ANTONIA, LA COSTURERA


            ¡No hay luz suficiente! Siempre es baja la electricidad que manda la cooperativa. Tengo siete vestidos para coser y aquí apenas se puede distinguir por donde pasa la Sínger. No importa qué tan temprano salte de la cama, siempre llega esta hora y no veo bien.

Antonia habla sola, las paredes son un eco perpetuo de su soledad y trabajo. Tiene su gastado precioso alfiletero en la muñeca. Sus manos enrojecidas por coser y bordar telas finas, encajes, tules y aplicar lentejuelas y estrás en los vestidos de fiesta o bodas. Encorvada sobre la máquina, su pie se mueve al ritmo de un bolero que en la vieja radio suena desde la repisa del taller.

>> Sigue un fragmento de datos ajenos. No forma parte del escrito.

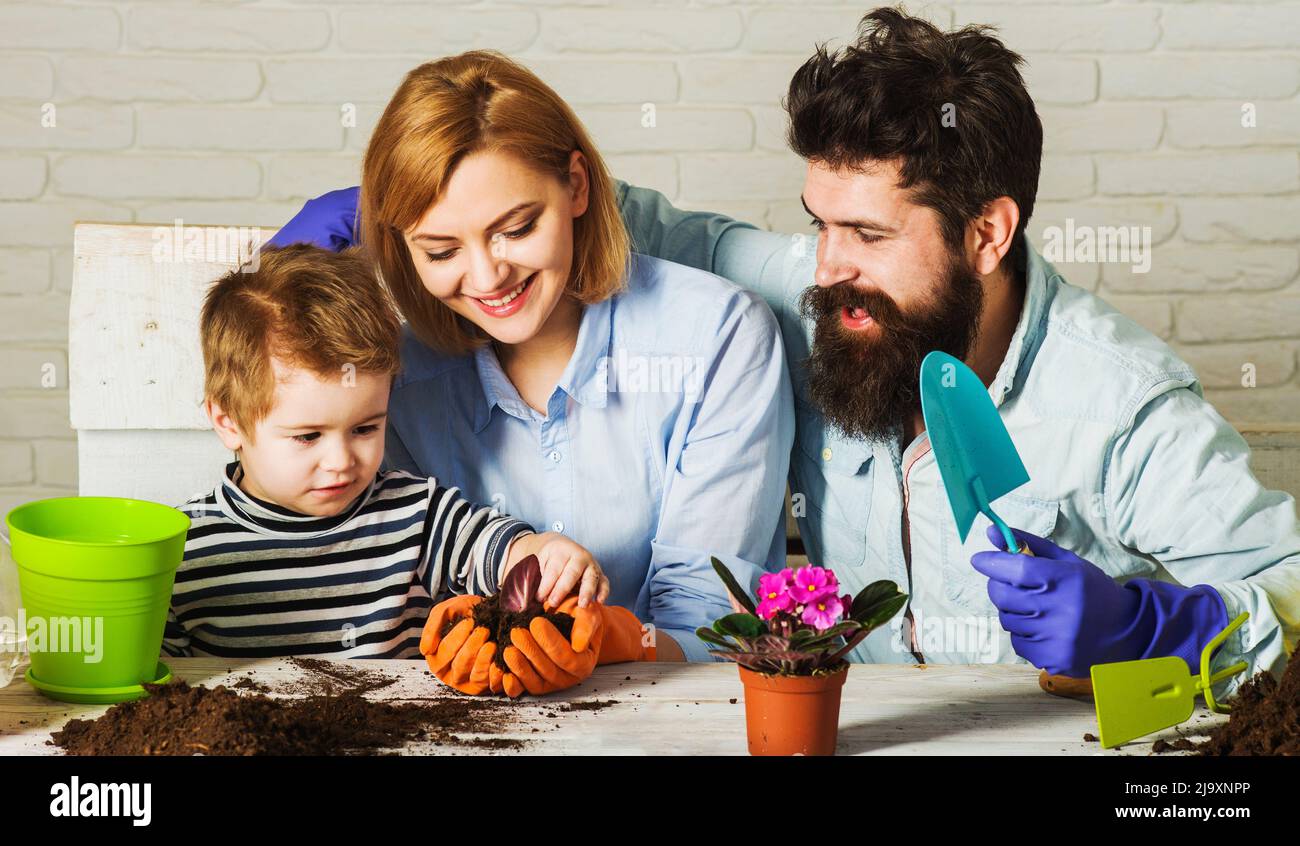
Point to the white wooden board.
(688, 710)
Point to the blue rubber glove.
(1065, 614)
(326, 221)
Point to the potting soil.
(1265, 720)
(332, 719)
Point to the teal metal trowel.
(975, 455)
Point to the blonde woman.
(638, 406)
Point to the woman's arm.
(724, 495)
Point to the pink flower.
(774, 594)
(823, 612)
(811, 582)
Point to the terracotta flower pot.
(792, 715)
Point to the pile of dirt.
(498, 623)
(333, 719)
(1265, 720)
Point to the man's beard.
(867, 386)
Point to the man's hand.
(566, 565)
(1064, 614)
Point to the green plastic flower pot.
(95, 576)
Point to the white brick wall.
(144, 111)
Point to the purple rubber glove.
(1065, 614)
(326, 221)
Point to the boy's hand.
(566, 565)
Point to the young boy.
(306, 547)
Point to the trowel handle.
(1008, 536)
(1066, 686)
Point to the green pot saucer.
(99, 695)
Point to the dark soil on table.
(1265, 720)
(489, 615)
(333, 719)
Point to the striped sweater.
(259, 580)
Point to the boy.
(306, 547)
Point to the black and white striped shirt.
(259, 580)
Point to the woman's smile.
(510, 303)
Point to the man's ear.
(222, 424)
(991, 233)
(579, 183)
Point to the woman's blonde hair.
(443, 111)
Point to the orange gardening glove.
(542, 660)
(454, 659)
(602, 634)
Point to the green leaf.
(709, 636)
(740, 625)
(871, 595)
(878, 603)
(733, 586)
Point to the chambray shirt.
(1130, 467)
(666, 441)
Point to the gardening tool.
(976, 461)
(1136, 698)
(975, 455)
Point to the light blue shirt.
(666, 441)
(1130, 467)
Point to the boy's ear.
(224, 425)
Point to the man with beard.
(923, 151)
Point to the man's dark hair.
(885, 96)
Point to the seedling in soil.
(515, 604)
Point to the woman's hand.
(566, 565)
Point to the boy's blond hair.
(306, 306)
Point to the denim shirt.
(1129, 465)
(666, 441)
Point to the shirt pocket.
(835, 478)
(962, 582)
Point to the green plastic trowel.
(978, 463)
(1136, 698)
(975, 455)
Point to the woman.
(638, 406)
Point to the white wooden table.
(689, 710)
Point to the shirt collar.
(584, 377)
(260, 515)
(1028, 329)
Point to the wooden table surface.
(694, 710)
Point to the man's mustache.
(826, 303)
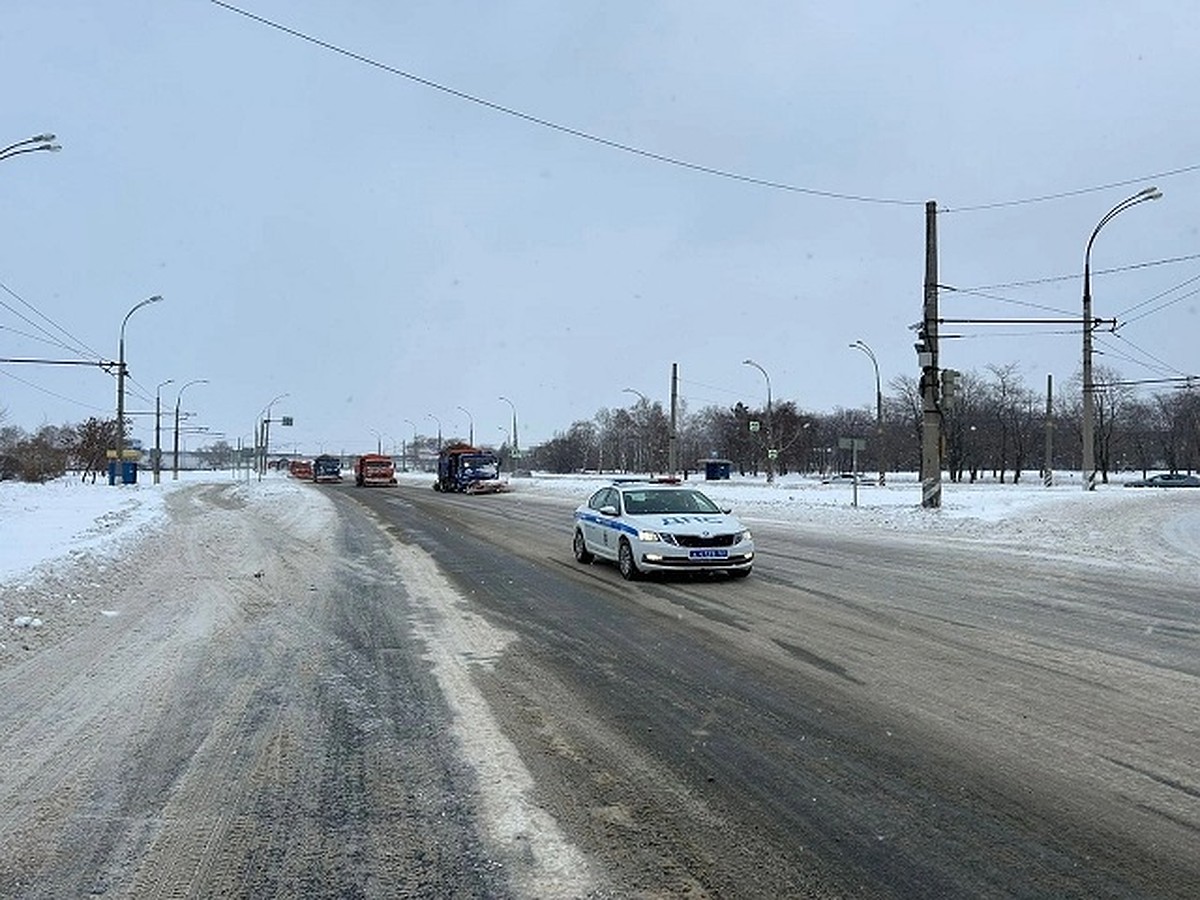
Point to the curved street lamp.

Sola. Soltera y sin mucho tiempo para darse el lujo de salir de paseo o de bailes. Se fue quedando sola. Primero el padre, obrero afanado en la fábrica de galletitas del pueblo vecino. Después su madre. Verdadera hada de la costura, hacía maravillas con cualquier tela, que le trajeran y salían prendas hermosas. Finalmente su hermano, algo desordenado para vivir, según las comadres del lugar, porque se fue a estudiar afuera, a la ciudad y nunca logró traer un título.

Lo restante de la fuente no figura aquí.